Journalists and peasant activists are particularly vulnerable to violence, yet the government routinely fails to prosecute those responsible and provide protection for those at risk.
After it arbitrarily dismissed four Supreme Court judges in December 2012, Congress passed legislation empowering itself to remove justices and the attorney general, further undermining judicial and prosecutorial independence.
The unlawful use of force by police is a chronic problem. According to a report by the Observatory on Violence at the National Autonomous University of Honduras, police killed 149 people between 2011 and 2012. Then-Commissioner of the Preventative Police Alex Villanueva affirmed the report's findings and said there were likely many more killings by police that were never reported. The government did not respond to calls by the National Autonomous University rector asking it to provide information on how many of those killings had been subject to investigations or resulted in criminal convictions.
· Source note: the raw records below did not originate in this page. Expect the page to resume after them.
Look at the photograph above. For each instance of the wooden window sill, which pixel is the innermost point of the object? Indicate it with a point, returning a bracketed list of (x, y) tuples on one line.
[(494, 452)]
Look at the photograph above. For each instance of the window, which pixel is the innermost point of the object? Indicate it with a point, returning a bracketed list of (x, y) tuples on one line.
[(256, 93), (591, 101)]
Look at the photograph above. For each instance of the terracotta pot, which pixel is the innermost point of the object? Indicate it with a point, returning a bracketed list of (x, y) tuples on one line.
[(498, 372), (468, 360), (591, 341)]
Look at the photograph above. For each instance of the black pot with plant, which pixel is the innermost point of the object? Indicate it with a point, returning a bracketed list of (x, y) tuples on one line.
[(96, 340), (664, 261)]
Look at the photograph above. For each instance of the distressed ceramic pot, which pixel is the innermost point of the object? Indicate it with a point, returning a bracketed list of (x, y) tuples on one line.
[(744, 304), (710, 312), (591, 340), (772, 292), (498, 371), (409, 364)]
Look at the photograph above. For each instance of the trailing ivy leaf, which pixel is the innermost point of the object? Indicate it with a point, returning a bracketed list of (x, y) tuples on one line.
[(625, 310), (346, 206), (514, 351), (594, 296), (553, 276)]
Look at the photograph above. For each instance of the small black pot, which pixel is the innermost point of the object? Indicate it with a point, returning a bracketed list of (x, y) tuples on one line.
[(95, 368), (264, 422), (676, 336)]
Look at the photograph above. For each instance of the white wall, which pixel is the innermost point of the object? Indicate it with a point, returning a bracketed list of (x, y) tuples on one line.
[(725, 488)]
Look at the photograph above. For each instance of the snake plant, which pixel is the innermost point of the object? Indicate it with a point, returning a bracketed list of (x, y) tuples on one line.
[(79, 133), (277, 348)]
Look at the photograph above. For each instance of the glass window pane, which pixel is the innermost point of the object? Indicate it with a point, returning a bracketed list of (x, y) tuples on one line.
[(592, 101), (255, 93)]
Efforts to address endemic corruption within the police force have made little progress. While tests designed to identify corruption have been administered to more than 4,500 police officers, only a fraction of those who have failed the test have been removed from their posts. According to the Public Security Reform Commission, the institution formerly responsible for designing reforms to justice and public security organs, just 3 percent of the 230 officers recommended for dismissal in 2012 were ultimately removed from their posts.